After unearthing a Bronze Age settlement in Cambridgeshire last week, archaeologists in the city-centre have made another discovery, believed to be the site of an antiquated, draconian university.
Marcus Atherton, leader of the Cambridge Archaeological Unit, said: “Our initial excavations have suggested that the university was attended by a young population of malnourished and melancholic gnome-like people.”
Archaeologists unearthed a series of small, cave-like dwellings containing makeshift furniture and impractical tools for food preparation.

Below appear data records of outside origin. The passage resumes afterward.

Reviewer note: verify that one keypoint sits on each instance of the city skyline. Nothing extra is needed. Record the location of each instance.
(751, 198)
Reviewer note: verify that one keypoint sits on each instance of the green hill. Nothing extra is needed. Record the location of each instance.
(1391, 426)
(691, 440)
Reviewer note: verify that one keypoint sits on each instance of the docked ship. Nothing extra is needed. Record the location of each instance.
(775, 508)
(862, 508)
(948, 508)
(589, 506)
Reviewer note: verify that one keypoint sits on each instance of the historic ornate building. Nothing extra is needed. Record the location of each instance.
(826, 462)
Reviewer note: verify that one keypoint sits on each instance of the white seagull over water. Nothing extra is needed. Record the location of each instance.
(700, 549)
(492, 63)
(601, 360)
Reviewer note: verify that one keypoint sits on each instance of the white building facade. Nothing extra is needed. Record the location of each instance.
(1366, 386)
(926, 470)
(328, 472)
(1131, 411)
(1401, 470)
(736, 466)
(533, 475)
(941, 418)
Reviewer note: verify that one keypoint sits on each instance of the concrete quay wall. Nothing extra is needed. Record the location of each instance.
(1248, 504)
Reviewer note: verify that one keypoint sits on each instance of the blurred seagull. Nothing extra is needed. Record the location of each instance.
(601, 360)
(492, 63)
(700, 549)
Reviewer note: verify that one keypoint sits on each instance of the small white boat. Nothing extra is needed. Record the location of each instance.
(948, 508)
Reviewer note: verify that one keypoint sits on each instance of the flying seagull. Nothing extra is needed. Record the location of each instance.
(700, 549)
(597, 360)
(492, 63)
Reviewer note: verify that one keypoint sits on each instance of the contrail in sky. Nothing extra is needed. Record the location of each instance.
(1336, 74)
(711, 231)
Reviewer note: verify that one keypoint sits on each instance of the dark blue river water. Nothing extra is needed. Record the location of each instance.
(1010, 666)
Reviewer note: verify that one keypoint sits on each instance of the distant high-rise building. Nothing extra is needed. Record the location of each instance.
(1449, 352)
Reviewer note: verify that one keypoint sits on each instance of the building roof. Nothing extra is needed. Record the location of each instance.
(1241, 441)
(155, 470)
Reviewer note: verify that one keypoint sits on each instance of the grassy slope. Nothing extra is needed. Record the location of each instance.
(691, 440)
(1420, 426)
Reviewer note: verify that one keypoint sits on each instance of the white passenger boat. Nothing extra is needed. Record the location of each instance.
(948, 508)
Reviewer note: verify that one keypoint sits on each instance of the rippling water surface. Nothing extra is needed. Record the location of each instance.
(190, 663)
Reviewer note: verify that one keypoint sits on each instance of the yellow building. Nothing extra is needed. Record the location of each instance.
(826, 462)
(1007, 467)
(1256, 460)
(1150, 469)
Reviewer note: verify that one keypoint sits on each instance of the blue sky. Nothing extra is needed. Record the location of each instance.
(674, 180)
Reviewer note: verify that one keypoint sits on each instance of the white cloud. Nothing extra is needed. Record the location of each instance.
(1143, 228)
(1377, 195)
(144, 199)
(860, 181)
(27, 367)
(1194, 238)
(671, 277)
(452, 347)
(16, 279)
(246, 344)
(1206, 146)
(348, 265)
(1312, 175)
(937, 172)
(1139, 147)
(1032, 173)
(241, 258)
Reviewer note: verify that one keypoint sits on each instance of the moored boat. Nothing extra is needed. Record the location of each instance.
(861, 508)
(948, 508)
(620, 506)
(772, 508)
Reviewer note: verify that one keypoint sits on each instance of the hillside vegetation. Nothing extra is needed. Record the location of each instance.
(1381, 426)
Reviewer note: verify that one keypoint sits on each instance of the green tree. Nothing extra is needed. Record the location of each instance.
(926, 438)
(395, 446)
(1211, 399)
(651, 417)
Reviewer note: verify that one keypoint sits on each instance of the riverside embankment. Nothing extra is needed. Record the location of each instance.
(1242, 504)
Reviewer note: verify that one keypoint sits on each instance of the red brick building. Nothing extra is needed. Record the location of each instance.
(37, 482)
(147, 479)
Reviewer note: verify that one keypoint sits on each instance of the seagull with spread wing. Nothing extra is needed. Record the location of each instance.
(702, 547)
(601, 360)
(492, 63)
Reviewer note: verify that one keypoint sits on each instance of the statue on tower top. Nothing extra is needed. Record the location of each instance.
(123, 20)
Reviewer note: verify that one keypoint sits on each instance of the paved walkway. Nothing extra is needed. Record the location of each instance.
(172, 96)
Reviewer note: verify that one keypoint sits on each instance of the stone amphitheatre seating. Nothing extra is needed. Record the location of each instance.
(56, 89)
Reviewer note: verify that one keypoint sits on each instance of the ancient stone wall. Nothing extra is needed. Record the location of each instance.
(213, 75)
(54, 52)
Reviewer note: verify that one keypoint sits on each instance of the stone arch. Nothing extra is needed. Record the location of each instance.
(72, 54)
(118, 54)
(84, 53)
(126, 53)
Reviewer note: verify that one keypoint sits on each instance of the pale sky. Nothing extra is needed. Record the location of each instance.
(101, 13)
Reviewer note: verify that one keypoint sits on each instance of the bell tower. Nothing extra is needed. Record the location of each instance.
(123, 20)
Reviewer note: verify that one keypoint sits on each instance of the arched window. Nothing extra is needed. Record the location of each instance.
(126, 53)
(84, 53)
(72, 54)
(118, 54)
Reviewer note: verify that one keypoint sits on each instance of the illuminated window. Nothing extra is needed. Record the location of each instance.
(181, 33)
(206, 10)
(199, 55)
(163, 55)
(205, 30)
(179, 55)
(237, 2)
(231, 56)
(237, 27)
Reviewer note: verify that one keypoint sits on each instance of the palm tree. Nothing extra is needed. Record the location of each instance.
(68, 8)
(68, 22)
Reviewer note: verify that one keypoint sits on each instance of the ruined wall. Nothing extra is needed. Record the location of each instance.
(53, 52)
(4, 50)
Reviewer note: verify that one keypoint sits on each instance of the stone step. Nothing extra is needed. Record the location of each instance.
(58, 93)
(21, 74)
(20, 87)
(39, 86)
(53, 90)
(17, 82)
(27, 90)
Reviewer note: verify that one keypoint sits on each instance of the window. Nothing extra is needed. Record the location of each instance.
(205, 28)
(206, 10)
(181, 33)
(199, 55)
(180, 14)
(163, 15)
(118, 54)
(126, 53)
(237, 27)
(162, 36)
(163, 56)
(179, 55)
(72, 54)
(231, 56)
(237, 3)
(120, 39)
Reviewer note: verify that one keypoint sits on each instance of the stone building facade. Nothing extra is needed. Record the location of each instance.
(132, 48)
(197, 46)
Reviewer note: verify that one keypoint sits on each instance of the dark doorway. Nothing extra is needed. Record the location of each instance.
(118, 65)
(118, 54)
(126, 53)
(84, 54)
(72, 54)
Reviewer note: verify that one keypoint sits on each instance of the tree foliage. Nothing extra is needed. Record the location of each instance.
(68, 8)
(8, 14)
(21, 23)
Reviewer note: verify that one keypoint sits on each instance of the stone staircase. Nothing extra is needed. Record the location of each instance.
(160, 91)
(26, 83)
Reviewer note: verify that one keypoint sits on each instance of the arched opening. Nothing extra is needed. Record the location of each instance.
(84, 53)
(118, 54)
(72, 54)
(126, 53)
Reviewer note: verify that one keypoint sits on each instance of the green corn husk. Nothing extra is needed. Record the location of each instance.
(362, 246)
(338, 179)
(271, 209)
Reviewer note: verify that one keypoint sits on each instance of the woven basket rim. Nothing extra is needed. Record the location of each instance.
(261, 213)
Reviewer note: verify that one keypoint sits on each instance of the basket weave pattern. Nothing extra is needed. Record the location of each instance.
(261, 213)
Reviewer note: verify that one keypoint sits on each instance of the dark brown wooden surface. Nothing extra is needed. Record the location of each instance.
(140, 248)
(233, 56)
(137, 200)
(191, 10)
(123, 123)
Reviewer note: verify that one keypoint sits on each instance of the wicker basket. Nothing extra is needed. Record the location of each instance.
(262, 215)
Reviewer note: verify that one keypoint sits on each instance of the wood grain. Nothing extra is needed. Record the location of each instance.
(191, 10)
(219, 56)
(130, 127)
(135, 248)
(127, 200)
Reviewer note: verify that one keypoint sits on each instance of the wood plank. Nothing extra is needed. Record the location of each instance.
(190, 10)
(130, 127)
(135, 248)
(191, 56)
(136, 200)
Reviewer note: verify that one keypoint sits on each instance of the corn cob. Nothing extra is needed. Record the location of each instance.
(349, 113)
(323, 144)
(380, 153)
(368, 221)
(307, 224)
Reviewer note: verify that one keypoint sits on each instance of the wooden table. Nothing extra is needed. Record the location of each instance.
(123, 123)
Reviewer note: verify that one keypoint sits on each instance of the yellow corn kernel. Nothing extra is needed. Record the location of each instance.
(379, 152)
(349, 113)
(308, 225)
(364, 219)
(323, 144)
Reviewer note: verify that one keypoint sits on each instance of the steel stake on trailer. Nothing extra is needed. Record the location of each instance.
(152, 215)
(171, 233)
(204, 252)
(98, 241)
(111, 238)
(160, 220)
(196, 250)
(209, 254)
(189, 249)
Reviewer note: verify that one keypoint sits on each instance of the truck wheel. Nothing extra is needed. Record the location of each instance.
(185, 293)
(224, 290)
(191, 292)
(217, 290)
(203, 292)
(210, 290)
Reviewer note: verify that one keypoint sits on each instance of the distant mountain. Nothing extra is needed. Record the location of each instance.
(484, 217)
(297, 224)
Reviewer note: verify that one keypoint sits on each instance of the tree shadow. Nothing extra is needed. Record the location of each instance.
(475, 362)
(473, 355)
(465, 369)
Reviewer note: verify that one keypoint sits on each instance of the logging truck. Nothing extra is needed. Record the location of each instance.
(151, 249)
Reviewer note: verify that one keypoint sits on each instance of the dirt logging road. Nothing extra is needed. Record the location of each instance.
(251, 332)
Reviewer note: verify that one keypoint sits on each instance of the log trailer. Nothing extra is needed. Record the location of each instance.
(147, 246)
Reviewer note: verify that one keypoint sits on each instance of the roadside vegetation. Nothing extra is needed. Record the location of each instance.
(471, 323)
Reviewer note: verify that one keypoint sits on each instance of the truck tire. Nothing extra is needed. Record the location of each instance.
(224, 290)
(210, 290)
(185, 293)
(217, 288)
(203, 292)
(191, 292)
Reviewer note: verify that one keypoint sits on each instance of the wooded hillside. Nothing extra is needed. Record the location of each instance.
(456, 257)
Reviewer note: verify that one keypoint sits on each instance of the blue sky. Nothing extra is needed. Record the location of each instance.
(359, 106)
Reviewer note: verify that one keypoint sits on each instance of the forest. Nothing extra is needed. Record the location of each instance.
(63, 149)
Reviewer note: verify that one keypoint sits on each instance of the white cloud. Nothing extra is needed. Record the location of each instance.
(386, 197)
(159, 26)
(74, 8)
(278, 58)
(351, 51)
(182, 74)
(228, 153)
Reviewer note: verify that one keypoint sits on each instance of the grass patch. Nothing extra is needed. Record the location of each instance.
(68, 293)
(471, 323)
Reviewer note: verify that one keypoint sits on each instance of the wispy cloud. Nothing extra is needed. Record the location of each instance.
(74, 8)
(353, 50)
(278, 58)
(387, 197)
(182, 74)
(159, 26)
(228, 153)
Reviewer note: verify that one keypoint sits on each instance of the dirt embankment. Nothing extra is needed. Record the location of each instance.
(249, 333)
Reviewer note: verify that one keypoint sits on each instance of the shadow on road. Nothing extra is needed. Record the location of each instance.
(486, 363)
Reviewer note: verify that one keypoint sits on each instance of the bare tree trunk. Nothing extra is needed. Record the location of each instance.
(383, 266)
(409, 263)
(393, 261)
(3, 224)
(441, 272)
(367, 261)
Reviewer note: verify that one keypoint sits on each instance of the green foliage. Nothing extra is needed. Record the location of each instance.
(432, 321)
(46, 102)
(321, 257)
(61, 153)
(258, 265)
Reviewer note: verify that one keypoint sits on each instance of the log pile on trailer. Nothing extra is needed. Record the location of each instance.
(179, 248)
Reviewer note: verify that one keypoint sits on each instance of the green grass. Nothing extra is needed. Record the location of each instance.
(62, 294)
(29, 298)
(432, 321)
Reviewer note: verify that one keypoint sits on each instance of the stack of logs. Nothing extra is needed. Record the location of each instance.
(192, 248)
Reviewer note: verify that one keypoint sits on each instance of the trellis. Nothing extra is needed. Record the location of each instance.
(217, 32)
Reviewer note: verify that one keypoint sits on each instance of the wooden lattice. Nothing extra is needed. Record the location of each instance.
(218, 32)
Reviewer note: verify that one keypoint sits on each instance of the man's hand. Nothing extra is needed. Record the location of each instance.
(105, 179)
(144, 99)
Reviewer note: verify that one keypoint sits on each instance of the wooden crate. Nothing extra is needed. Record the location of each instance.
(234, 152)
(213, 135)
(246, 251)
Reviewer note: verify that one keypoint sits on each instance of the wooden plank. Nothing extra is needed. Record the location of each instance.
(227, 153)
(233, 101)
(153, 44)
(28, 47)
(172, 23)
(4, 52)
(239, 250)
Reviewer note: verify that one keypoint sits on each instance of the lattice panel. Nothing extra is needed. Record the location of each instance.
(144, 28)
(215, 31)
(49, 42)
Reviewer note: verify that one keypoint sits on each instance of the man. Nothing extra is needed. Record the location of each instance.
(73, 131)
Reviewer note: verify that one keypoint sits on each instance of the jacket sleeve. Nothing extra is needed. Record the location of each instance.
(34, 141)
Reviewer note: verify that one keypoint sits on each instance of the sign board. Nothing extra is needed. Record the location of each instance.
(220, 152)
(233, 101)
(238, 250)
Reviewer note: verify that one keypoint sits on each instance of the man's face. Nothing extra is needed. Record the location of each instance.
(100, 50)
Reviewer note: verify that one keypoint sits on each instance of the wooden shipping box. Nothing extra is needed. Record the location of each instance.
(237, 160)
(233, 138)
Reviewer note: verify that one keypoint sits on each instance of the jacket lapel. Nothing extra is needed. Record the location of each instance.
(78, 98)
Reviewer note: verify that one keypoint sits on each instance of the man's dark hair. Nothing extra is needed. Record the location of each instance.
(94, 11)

The team is uncertain whether these buildings were intended as student accommodation or high-security prisons.
Analysis of skeletons found in a trench in west Cambridge suggest that students suffered lasting spinal damage from transporting heavy books around the city.
Small finds expert, 4-foot-10 Timothy Bainbridge, said: “The fragments of essays we have uncovered are difficult to decipher. What is certain is that these are the confused and incoherent ramblings of an obviously unhinged population.”
On-site anthropologist Emily Milton found evidence that the university students worshipped alcohol as a benevolent and omnipresent supreme being.
“We believe that the society’s religious leaders were members of prestigious sects devoted to alcohol, which would regularly take part in occult ceremonies devoted to enforcing the ritual consumption of alcohol.”
Reflecting on the discovery, Marcus Atherton said: “It’s a terrifying look into the past. This primitive and harsh educational institution is almost unrecognisable when compared with today’s establishments.”